When he was a kid! He was little more than a kid now, thought Eileen in despair. What a terrible world it had become, when lads of eighteen expected to be dead by Christmas!

“I’ll say a special prayer for you every night, Donnie,” she vowed. “Perhaps you can drop in and see us whenever you’re home, just so’s I know you’re all right, like.” He was a kind lad, and had been a tremendous help that day.

“Come on, now, luv, dry your eyes and we’ll go home.”

“I don’t think I’ll call on Sean,” he sniffed. “I’ll go back to me mam and dad and have a game of Snakes and Ladders with our Clare. It’s me last night . . . ” He stopped and gave his nose a good blow on a rather grubby handkerchief.

“That’s a good idea,” she said comfortably. Anyroad, knowing Sean, he’d be out with one of his never-ending stream of girlfriends.

They scarcely spoke again the rest of the way as they turned off the Dock Road and walked passed the Goods Yard and through the warren of narrow streets of two-up, two-down terraced houses where they lived. Eileen seemed lost in thought and Donnie felt too embarrassed to say another word. What on earth would she think of him, breaking down like that?

“This is our street,” he said awkwardly when they reached the Chaucer Arms, and she came to, blinking, as if she’d forgotten he was there. He almost wished he could run away without another word.

“Take care,” she said. “Don’t forget, I’ll be praying for you.”

“Ta.” He shuffled his feet awkwardly. “I hope you come through the raids all right, and . . . ” He wanted to say he hoped her RAF friend would come through, too. Instead, just to be polite, he said, “And I hope your husband comes home safe and sound.”

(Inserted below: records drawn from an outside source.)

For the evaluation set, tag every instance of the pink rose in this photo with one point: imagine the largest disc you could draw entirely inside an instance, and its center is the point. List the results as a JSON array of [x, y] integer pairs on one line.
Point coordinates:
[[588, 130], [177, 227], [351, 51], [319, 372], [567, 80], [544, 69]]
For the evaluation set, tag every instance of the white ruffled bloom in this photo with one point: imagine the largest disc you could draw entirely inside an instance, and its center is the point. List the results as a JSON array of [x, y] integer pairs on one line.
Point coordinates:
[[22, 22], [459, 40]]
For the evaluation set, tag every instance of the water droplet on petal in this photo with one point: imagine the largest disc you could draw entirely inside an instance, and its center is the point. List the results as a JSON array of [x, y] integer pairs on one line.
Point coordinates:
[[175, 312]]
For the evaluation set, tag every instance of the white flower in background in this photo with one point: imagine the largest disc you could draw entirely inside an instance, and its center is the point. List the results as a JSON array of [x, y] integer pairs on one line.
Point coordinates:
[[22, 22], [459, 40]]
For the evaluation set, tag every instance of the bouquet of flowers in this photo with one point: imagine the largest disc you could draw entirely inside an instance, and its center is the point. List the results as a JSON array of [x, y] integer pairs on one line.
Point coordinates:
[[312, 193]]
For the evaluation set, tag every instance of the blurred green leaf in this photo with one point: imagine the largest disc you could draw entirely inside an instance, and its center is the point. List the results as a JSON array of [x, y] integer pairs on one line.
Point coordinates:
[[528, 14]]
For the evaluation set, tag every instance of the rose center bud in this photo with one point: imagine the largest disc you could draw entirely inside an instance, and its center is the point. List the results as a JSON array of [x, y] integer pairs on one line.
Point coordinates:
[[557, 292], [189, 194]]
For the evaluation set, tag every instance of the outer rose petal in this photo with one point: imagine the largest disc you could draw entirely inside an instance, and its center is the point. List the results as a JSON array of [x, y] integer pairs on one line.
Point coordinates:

To his surprise, she gave a little bitter laugh. “There’s no need to worry about Francis, he’s quite safe, if not entirely sound. He arrived back unexpectedly this afternoon and they’re going to discharge him from the army. He’s home for good.”

Chapter 2

Eileen waited on the corner for Donnie to wave goodbye.

But she waited in vain, for the small hunched figure merely crossed the street and went into the house without a glance in her direction. No doubt he felt awkward bursting into tears like that, she thought as she continued towards home. She reckoned, somewhat sadly, that she’d probably never see Donnie Kennedy again unless they met by accident.

It had been four o’clock exactly, and she’d been about to slam the door on 16 Pearl Street for the final time, already late for Nick, having missed the train through no fault of her own, when an ambulance turned into the street, bringing Francis Costello home to his family. Eileen was put in the worst predicament she’d ever known; how could you walk out and meet your lover when your husband had returned injured from North Africa?